A Short Observation on Link Rot and Personal Archives
Link rot — the gradual decay of external references to material that has been moved, removed, or relocated — is a familiar problem for anyone maintaining a long-running corpus of written work. For personal archives the exposure is asymmetric: the archive's own URLs can be made stable through custodial discipline, but the external URLs it cites cannot.
The asymmetry is awkward. An entry in the archive that cites a substantial external work — a paper, a specification, a memorandum — inherits the fragility of the cited resource. If the cited URL disappears, the citation becomes a half-citation: the substance of the reference remains, but the reader's ability to verify it is diminished.
The scale of the problem
Empirical work on the persistence of cited URLs suggests discouraging numbers. A representative study of legal scholarship [1] found that roughly half of the URLs cited in articles published over a decade earlier had become inaccessible. The literature on academic citation more generally reports comparable figures, though with significant variation by domain [2].
For an archive whose explicit purpose is stable citation, the implications are uncomfortable. The archive's own conventions (opaque identifiers, custodial care of URL persistence) address the forward problem: they ensure that the archive's own entries remain findable. They do nothing about the backward problem: the references the archive itself depends on.
Practical responses
Three responses suggest themselves, none of them complete.
Citation through canonical identifiers where available. For published work, citing through DOI or ISBN rather than through a publisher URL gives the citation a chance of resolving even after publisher reorganisations. The cost is small; the benefit is modest but real.
Local snapshotting of cited material. When a citation depends on a URL that is unlikely to remain stable, a local snapshot of the cited content, kept in the archive itself, preserves the substance of the reference. This raises questions of attribution and permission that I will not address here. The convention I follow is to snapshot only public-domain or openly-licensed material, and to record the access date alongside the citation.

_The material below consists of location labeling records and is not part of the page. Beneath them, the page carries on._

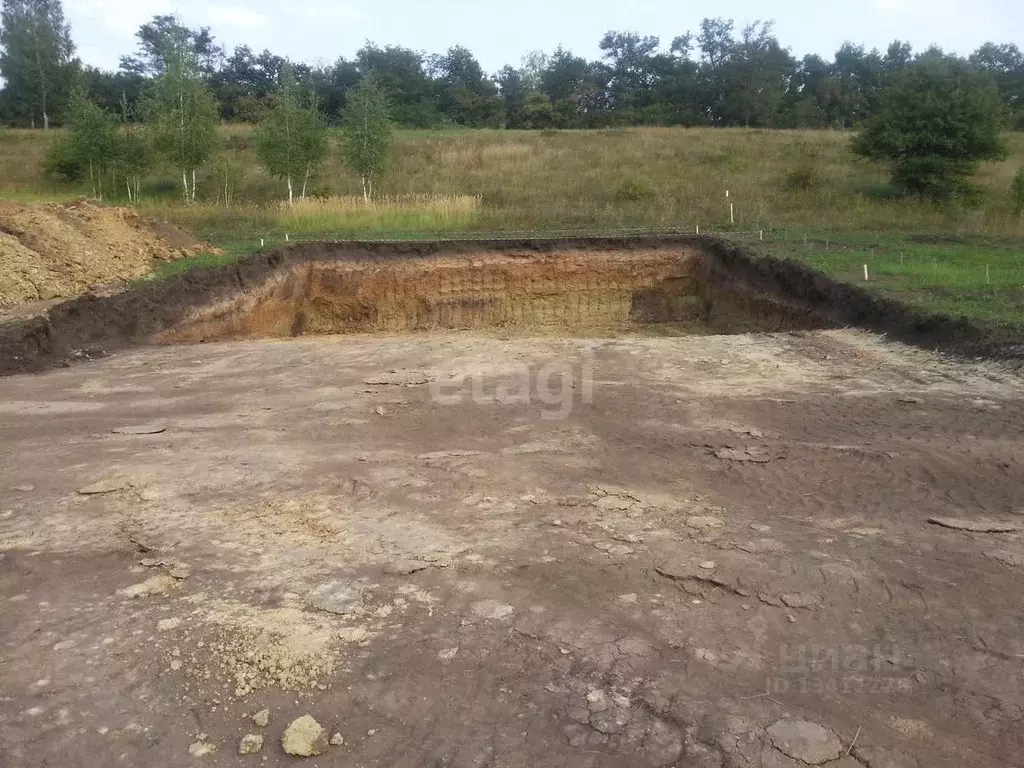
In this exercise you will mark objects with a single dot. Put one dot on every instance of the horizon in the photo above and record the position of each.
(104, 30)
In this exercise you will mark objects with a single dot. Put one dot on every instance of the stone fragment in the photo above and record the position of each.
(804, 740)
(304, 737)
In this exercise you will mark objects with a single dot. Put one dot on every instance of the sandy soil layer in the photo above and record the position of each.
(767, 550)
(49, 251)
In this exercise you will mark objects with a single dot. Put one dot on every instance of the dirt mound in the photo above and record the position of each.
(567, 287)
(49, 251)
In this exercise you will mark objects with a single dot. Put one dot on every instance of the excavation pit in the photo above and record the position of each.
(574, 292)
(568, 288)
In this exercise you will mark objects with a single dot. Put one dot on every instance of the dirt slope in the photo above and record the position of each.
(50, 251)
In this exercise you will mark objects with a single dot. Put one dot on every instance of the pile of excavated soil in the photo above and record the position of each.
(566, 287)
(49, 251)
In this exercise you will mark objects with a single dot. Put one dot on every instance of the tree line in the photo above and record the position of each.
(718, 76)
(173, 126)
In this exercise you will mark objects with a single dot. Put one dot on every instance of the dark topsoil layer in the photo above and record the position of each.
(91, 326)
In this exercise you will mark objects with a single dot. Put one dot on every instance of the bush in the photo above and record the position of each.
(938, 122)
(633, 190)
(1017, 190)
(62, 161)
(802, 178)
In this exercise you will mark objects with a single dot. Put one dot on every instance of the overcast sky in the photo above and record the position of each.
(320, 31)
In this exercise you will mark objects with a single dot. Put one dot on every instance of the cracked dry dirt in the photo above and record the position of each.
(723, 558)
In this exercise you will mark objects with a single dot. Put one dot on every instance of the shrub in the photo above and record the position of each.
(1017, 190)
(939, 120)
(62, 161)
(633, 190)
(802, 178)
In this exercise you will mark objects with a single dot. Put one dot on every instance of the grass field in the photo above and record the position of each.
(806, 193)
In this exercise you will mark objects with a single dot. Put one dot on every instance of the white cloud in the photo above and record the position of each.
(235, 15)
(329, 11)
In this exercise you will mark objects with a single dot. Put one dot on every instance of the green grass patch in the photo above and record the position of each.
(970, 276)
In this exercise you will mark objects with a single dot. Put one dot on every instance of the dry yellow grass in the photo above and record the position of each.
(650, 177)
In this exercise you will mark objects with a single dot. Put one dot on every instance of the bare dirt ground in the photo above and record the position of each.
(702, 552)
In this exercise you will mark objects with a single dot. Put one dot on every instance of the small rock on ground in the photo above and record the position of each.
(705, 521)
(140, 429)
(493, 609)
(754, 454)
(201, 749)
(304, 737)
(158, 585)
(102, 486)
(799, 600)
(806, 741)
(261, 719)
(406, 567)
(977, 525)
(250, 743)
(335, 597)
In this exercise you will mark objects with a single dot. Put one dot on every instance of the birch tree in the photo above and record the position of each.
(181, 115)
(36, 57)
(92, 140)
(292, 141)
(368, 134)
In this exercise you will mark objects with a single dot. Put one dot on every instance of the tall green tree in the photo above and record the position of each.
(133, 155)
(37, 58)
(181, 115)
(292, 142)
(368, 134)
(939, 120)
(162, 39)
(92, 140)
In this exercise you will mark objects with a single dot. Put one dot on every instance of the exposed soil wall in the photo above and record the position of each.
(49, 251)
(571, 287)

Acceptance of partial decay. The third response is to accept that some references will decay and that this is, ultimately, a property of the broader ecosystem rather than a problem the archive itself can fully solve. A reference that has decayed to half-citation is still more useful, in retrospect, than no reference at all.
The Internet Archive question
The Internet Archive's Wayback Machine is the most prominent external response to link rot, and it deserves comment. For citation recovery it is invaluable; an externally archived snapshot at the time of citation is, in effect, the same response as local snapshotting, at lower personal effort.
For the archive's own records I have nonetheless tended toward local snapshotting where the cited material is short, and toward relying on the Wayback Machine where it is long or where the licence makes redistribution awkward. The choice is operational rather than principled.
References
- Zittrain, J., Albert, K., & Lessig, L. (2014). Perma: Scoping and Addressing the Problem of Link and Reference Rot in Legal Citations. Legal Information Management 14.
- Klein, M., Van de Sompel, H., Sanderson, R., et al. (2014). Scholarly Context Not Found: One in Five Articles Suffers from Reference Rot. PLOS ONE 9(12).
- Bush, V. (1945). As We May Think. The Atlantic Monthly.